Textile Manufacturers Seek New Import Controls

A coalition of US textile manufacturers is planning to petition the government to impose quotas on
Chinese textile and clothing imports, and importers aren’t at all happy about it. Trade association
representatives are preparing petitions that for the first time will ask the government to set
quotas for scores of product categories based on the threat of market disruption rather than actual
market disruption, which has been the practice in the past.

Cass Johnson, president, National Council of Textile Organizations, said the action is based
on new trade data that show China now controls 72 percent of the US market for 29 apparel products
that were released from quota controls in 2002. “History has proven that China can capture as much
as 30 to 40 percent market share in a single year,” Johnson said. “We cannot and will not allow
China to do the same thing in the categories still under quota.” He said it is clear that the World
Trade Organizations safeguard mechanism permits the filing of threat-based safeguard petitions. The
petitions are expected to include men’s and boy’s cotton trousers, women’s and girls’ trousers,
men’s and women’s shirts, women’s blouses and dresses, and home furnishings such as towels and
sheets. All of these products are scheduled to be removed from quota control by Jan. 1, 2005.

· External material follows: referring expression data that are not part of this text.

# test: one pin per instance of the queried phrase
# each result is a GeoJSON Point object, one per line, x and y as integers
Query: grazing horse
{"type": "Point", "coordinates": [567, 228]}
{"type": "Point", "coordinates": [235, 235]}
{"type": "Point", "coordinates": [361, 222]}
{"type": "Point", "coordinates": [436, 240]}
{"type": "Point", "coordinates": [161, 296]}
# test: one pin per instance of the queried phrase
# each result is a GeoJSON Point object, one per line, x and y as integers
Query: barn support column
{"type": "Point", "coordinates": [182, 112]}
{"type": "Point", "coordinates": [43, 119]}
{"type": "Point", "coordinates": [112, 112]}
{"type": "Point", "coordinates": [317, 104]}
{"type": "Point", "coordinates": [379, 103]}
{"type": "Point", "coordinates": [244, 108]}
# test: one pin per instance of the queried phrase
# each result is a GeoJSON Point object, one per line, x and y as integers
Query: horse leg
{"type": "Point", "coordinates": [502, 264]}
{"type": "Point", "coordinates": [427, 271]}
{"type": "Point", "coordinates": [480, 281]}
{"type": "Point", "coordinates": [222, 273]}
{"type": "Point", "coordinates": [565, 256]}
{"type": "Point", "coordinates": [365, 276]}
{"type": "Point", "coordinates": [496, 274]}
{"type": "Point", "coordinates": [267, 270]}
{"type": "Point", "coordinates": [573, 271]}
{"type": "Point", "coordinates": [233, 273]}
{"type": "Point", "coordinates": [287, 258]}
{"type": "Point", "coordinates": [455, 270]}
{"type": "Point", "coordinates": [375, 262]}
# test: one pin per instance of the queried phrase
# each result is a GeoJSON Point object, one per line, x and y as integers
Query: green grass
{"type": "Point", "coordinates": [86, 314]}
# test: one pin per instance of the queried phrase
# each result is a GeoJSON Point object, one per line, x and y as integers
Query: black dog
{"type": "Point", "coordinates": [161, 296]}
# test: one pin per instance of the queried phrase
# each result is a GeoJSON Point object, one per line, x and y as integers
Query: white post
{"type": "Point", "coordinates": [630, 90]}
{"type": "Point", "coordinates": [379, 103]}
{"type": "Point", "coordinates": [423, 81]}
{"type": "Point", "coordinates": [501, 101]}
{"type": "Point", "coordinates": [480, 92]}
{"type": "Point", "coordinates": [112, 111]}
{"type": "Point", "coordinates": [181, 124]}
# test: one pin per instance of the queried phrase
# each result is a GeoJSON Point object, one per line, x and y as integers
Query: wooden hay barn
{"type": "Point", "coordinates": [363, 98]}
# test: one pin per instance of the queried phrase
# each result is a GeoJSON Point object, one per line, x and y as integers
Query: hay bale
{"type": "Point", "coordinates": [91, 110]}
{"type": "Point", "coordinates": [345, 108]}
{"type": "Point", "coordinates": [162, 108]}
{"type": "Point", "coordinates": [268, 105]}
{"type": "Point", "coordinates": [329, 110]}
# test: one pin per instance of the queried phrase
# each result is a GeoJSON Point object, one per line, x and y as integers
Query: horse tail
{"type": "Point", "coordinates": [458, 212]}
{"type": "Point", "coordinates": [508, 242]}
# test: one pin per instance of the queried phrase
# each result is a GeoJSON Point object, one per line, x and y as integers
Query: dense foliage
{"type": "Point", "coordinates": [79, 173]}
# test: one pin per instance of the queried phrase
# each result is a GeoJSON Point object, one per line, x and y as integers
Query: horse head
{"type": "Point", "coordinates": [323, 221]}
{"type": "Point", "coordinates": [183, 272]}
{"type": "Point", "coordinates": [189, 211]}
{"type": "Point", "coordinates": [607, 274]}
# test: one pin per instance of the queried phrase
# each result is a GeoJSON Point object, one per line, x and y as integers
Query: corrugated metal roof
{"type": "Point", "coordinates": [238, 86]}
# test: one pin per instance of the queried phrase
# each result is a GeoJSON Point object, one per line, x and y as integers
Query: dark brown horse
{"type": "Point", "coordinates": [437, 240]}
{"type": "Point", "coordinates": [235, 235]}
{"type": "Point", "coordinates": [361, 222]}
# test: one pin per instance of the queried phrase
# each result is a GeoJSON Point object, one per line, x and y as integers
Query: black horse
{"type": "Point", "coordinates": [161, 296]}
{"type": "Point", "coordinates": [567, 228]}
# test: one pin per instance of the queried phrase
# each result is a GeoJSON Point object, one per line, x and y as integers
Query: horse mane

The National Retail Federation (NRF) reacted sharply to the announcement that petitions would
be filed, charging they are a scheme to recreate the old system of imposing quotas against imports
based on backroom political deals. NRF’s vice president and international trade counsel, Erik
Autor, said: “The US government so far has limited its decisions in textile safeguard cases to
those involving actual market disruption. The textile industry is asking the government to go
beyond that standard and take protectionist action against alleged threatened disruption that might
or might not occur in the future.”

The safeguard mechanism is a fairly drawn out process that could take months before any final
decision is reached by the inter-agency Committee for the Implementation of Textile Agreements
(CITA). CITA has 15 days to accept or reject petitions, and if they are accepted, there is a 30-day
period for interested parties to comment, followed by 60 days for CITA to evaluate the comments. If
market disruption or a threat is determined, the US government would enter into consultations with
China, and if agreement cannot be reached unilateral quotas would be imposed.